CHP ZİHNİYETİ MİLLETLE HESAPLAŞMASINI HEP İMAM HATİPLER ÜZERİNDEN YÜRÜTMÜŞTÜR
Darbe ve dikta dönemlerinde imam hatipler de hedefe özellikle o tahtaya konularak baskıya uğramıştır. CHP zihniyeti milletle hesaplaşmasını hep imam hatipler üzerinden yürütmüştür. CHP zihniyeti bu okulları daima bir tehdit olarak görmüştür. Kendisi de CHP mebusu olan Hamdullah Suphi Tanrıöver, 1947'de anlatıyor: "6 meclis hademesi yanıma geldi, gözleri yaşlı olarak 6 köyümüzde bir tek imam kaldı. Ölülere nöbet bekletiyoruz. Eğer bize imam ve hatip vermezseniz ölülerimizi köpek leşi gibi toprağa gömeceğiz dediler."
İstiklal Harbi'nde gencecik evlatlarınışehit veren bir ülkede 1950'ye vardığımızda durum buydu. Millet ölüsünü yıkayacak kimseyi bulamıyordu. Türkçe Ezan garabeti de insanımızın tahammül sınırlarını zorlayan bir hal almıştı. Menderes'in hayata geçirdiği ilk icraatı ezanın aslıyla okunmasıdır. Diğer hizmetleri ise imam hatip okullarının açılmasıdır. Dönemin CHP bürokrasisi imam hatipleri açtırmamak için ayak diremeyi sürdürmüştür.
İMAM HATİPLİLERİN FETRET DEVRİNİ BİZ SONLANDIRDIK
12 Mart muhtırasında ortaokul kısımları kapatılarak, lise kısımları 4 yıla çıkarılmıştır. 1974'te ortaokul bölümü yeniden açılmış, okul sayısı 101'e çıkmıştır. İmam hatipler 28 Şubat döneminde vesayetçilerin yeniden hedefi olmuş, katsayı zulmü ile de imam hatiplilerin üniversite hayallerine set çekilmiştir. Kendi evlatlarım da dahil imam hatipliler üniversite hayallerini ya ertelemek ya da yurtdışında gerçekleştirmek zorunda kalmıştır. Katsayı uygulamasını kaldırıp 4+4+4 uygulamasını başlatarak imam hatiplilerin fetret devrini biz sonlandırdık. İmam hatip mezunuyum ama hiçbir zaman imam hatipçi olmadım. Bizim için tüm okullar emirlerinde olduğumuz okullardır. Hepsine elimizden gelen tüm destekleri de veriyoruz.
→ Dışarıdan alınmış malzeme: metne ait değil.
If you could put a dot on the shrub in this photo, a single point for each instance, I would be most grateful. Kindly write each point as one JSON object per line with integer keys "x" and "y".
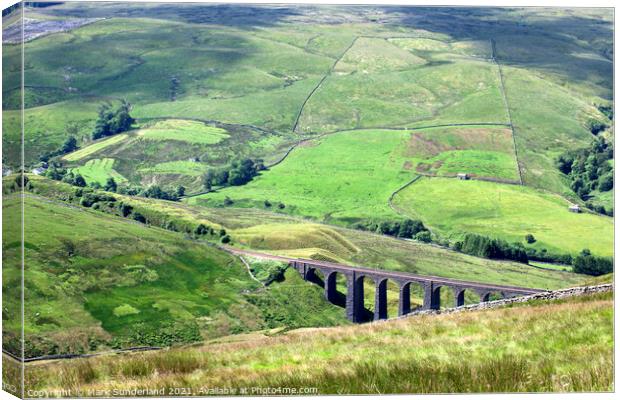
{"x": 424, "y": 236}
{"x": 483, "y": 246}
{"x": 139, "y": 217}
{"x": 591, "y": 265}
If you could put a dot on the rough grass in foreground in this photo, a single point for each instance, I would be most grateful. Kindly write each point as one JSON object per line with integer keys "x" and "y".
{"x": 562, "y": 346}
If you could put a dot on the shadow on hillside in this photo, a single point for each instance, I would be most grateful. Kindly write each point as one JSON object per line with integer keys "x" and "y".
{"x": 578, "y": 48}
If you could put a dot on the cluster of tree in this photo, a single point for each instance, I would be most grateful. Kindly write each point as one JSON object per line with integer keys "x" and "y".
{"x": 595, "y": 126}
{"x": 59, "y": 173}
{"x": 586, "y": 263}
{"x": 67, "y": 147}
{"x": 589, "y": 169}
{"x": 482, "y": 246}
{"x": 545, "y": 256}
{"x": 112, "y": 121}
{"x": 74, "y": 179}
{"x": 408, "y": 228}
{"x": 239, "y": 172}
{"x": 268, "y": 204}
{"x": 203, "y": 230}
{"x": 607, "y": 110}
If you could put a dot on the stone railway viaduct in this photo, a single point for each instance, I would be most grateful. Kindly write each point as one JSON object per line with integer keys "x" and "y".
{"x": 354, "y": 299}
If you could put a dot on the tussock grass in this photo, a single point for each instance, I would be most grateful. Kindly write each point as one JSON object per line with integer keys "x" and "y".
{"x": 548, "y": 346}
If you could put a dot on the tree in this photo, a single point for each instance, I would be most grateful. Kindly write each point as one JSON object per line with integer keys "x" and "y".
{"x": 596, "y": 126}
{"x": 424, "y": 236}
{"x": 139, "y": 217}
{"x": 110, "y": 122}
{"x": 606, "y": 183}
{"x": 110, "y": 185}
{"x": 69, "y": 145}
{"x": 591, "y": 265}
{"x": 201, "y": 229}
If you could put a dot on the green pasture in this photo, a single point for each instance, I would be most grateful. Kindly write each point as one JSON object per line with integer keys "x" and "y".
{"x": 190, "y": 168}
{"x": 183, "y": 131}
{"x": 46, "y": 128}
{"x": 351, "y": 175}
{"x": 105, "y": 278}
{"x": 327, "y": 243}
{"x": 548, "y": 120}
{"x": 505, "y": 211}
{"x": 499, "y": 347}
{"x": 95, "y": 147}
{"x": 99, "y": 170}
{"x": 347, "y": 175}
{"x": 420, "y": 96}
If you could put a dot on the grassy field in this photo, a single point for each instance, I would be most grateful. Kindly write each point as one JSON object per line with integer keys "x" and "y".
{"x": 183, "y": 131}
{"x": 346, "y": 175}
{"x": 99, "y": 170}
{"x": 506, "y": 211}
{"x": 351, "y": 175}
{"x": 484, "y": 351}
{"x": 95, "y": 147}
{"x": 390, "y": 96}
{"x": 371, "y": 97}
{"x": 177, "y": 167}
{"x": 540, "y": 139}
{"x": 477, "y": 150}
{"x": 46, "y": 128}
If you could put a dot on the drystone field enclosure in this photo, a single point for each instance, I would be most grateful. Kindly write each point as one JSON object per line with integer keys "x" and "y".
{"x": 204, "y": 198}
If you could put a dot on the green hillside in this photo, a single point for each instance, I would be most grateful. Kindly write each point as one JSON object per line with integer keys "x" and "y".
{"x": 485, "y": 351}
{"x": 509, "y": 212}
{"x": 103, "y": 281}
{"x": 331, "y": 133}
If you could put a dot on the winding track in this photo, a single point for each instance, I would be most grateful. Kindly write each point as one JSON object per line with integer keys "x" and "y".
{"x": 391, "y": 274}
{"x": 502, "y": 88}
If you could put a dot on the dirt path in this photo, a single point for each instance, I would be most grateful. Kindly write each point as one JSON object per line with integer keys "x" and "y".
{"x": 301, "y": 109}
{"x": 502, "y": 89}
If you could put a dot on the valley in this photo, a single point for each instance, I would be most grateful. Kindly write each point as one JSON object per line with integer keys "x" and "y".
{"x": 163, "y": 145}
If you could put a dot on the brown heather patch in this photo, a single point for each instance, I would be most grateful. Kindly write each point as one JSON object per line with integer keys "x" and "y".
{"x": 430, "y": 143}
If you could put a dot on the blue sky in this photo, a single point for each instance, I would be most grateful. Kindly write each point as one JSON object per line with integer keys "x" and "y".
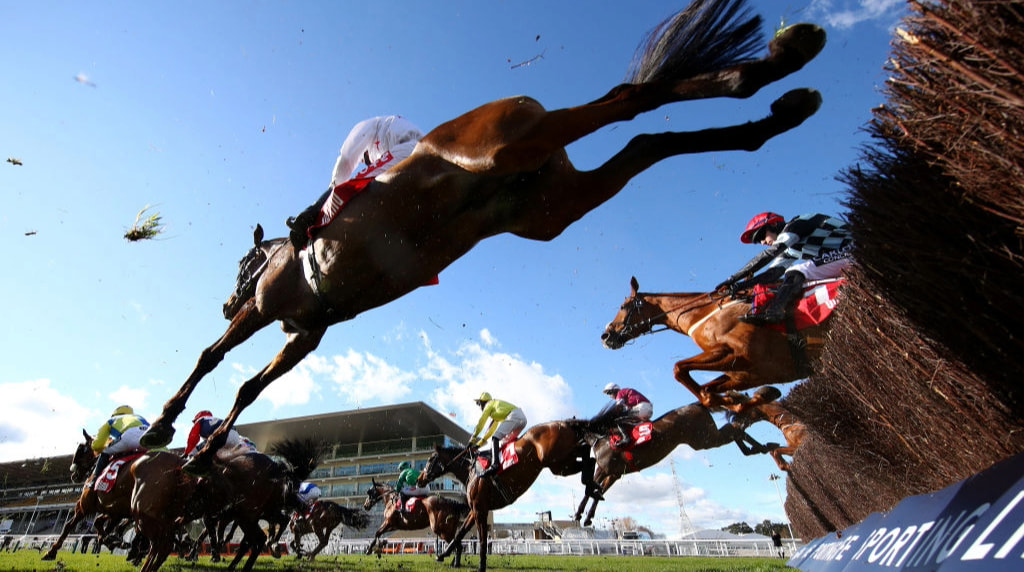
{"x": 225, "y": 115}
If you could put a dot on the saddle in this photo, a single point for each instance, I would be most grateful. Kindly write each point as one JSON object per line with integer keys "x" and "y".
{"x": 813, "y": 309}
{"x": 509, "y": 457}
{"x": 107, "y": 479}
{"x": 820, "y": 298}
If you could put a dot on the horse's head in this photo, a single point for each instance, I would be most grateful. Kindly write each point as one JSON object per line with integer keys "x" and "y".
{"x": 250, "y": 268}
{"x": 83, "y": 460}
{"x": 635, "y": 318}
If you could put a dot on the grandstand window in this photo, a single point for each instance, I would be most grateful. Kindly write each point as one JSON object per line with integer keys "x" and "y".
{"x": 345, "y": 470}
{"x": 389, "y": 446}
{"x": 322, "y": 473}
{"x": 379, "y": 468}
{"x": 350, "y": 489}
{"x": 425, "y": 443}
{"x": 346, "y": 449}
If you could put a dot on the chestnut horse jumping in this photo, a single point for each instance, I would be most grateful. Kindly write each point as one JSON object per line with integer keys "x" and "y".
{"x": 441, "y": 515}
{"x": 562, "y": 447}
{"x": 502, "y": 168}
{"x": 690, "y": 425}
{"x": 749, "y": 356}
{"x": 114, "y": 506}
{"x": 765, "y": 408}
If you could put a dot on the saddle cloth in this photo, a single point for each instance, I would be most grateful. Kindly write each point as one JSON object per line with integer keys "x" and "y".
{"x": 641, "y": 434}
{"x": 109, "y": 477}
{"x": 814, "y": 308}
{"x": 509, "y": 457}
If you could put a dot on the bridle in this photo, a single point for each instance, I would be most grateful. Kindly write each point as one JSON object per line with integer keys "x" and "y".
{"x": 633, "y": 306}
{"x": 245, "y": 286}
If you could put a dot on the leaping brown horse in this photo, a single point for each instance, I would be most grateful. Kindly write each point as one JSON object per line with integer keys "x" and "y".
{"x": 442, "y": 516}
{"x": 690, "y": 425}
{"x": 562, "y": 447}
{"x": 766, "y": 408}
{"x": 749, "y": 356}
{"x": 502, "y": 168}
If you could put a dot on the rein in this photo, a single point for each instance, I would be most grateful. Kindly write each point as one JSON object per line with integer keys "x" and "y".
{"x": 250, "y": 281}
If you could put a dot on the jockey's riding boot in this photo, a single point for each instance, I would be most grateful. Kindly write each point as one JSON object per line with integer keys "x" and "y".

Derdimiz şu, bu ülkede eğer bugün ifademle bir dindar nesil yetiştirelim gayreti varsa bu hocalarımızın emekleriyledir. Bundan çok rahatsız olanlar yok mu? Var. Tam aksini savunanlar var. Varsın olsun, biz işimize bakacağız. Dinsiz nesil olsun diyenler yok mu? Var. Ucube nesil olsun diyenler yok mu? Var. Onlar işine bakacak, biz de işimize bakacağız. Farkımız bu. Bunun olması lazım.
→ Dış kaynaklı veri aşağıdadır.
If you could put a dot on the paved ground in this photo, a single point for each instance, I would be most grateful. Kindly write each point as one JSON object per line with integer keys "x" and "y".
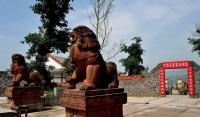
{"x": 171, "y": 106}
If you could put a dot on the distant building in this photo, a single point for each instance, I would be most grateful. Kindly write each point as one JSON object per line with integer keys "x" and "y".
{"x": 58, "y": 71}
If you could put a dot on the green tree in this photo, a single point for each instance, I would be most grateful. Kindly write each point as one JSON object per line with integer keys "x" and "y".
{"x": 195, "y": 40}
{"x": 133, "y": 63}
{"x": 52, "y": 36}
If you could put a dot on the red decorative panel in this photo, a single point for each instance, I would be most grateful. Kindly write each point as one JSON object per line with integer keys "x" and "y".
{"x": 177, "y": 65}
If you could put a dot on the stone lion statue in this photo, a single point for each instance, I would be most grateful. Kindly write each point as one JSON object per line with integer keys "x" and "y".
{"x": 90, "y": 67}
{"x": 21, "y": 75}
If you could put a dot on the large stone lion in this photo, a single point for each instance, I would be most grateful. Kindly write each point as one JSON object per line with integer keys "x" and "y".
{"x": 90, "y": 68}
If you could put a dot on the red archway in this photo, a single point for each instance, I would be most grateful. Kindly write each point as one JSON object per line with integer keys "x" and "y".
{"x": 177, "y": 65}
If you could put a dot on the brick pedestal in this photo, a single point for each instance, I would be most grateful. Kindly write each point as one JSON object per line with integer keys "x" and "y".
{"x": 20, "y": 96}
{"x": 94, "y": 103}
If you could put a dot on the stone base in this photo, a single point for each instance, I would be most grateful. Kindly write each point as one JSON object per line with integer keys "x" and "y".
{"x": 29, "y": 96}
{"x": 94, "y": 103}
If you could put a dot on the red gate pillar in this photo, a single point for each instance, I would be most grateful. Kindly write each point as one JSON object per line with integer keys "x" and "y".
{"x": 162, "y": 82}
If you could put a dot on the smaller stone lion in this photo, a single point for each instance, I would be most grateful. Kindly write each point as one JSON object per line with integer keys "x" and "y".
{"x": 90, "y": 68}
{"x": 21, "y": 75}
Bu hikaye, kılık kıyafeti sebebi ile üniversite kapılarında kalan gençlerimizin, katsayı zulmüne uğrayan öğrencilerimizin hikayesidir. Ücretini ödeyemediği için hastane morglarında cenazesi rehin alınan vatandaşlarımızın hikayesidir. Eline kına yakarak gönderdiği askerin yemin törenine alınmayan anaların hikayesidir. Bu hikaye azgın azınlığın kışkırtmalarına rağmen demokrasiden ayrılmayan sessiz çoğunluğun da hilkayesidir. Baskıya, zorbaya, siyasi şiddete maruz bırakıldık. Türkiye'nin iktidar partisini uyduruk gazete küpürleri üzerinden kapatmaya kalktılar. Taşeron haline getirdikleri eli kanlı yapıları üstümüze salarak Türkiye'yi kaosa sürüklemek istediler. Caminin içine ayyaşları doldurarak bira kutularını camilerimizin halılarının üzerine sere serpe göndererek Taksim'e gezicilerle yürümek suretiyle çılgınlıkların en alçakçasını yaptılar. 17/25 Aralık'ta meşru hükümeti devirmeye çalıştılar. Bu saldırıların tamamını püskürttük.
EN ÇOK TERCİH EDİLEN EĞİTİM KURUMLARI ARASINDA
28 Şubat döneminde kapısına kilit vurulmak istenen bu okullar bugün ülkemizin en çok tercih edilen eğitim kurumları arasında yer alıyor. Öğrenci sayıları, göreve geldiğimizde 600 binden 64 binlere kadar düşen bu okullarımızda okuyan evlatlarımızın sayısı bugün 1 milyon 415 bine ulaştı. Her ne kadar birileri bu okullarımızı sürekli karalamaya çalışsalar da milletimizin ilgisine ket vuramıyorlar. İmam hatiplerin başarısı sayısı da günden güne yükseliyor. Bu okullar özgün eğitim modeliyle İslam alemine güzel bir örnek oluşturuyor. Bu CHP zihniyetinin imam hatip okullarında hangi derslerin okutulduğundan bile haberleri yok. Kimya, fizik, edebiyatın okutulmadığını sanıyorlar. Veya haberleri var ama bilmemezlikten geliyorlar.
Aralarında kendi torunumun da bulunduğu yaklaşık 3 bin evladımız hafızlığı tamamlayarak icazetlerini almıştır. Bu okulların bu derece sahiplenilmesinin nedeni imanlı, ahlaklı, çalışkan, idealist nesiller yetiştirmesidir. İmam hatip okullarından ülkesine gönülden bağlı kişiler çıkmıştır. Mehmet Selim Kiraz gibi hakkın yolunda can veren kahramanlar çıkmıştır. Kendi insanına kurşun sıkan hain çıkmamıştır. Aklını ve iradesini Pensilvanya'daki şarlatana kiraya verenlerin 28 Şubat'ta imam hatip okullarına düşmanlık yapmasının sebebi işte budur.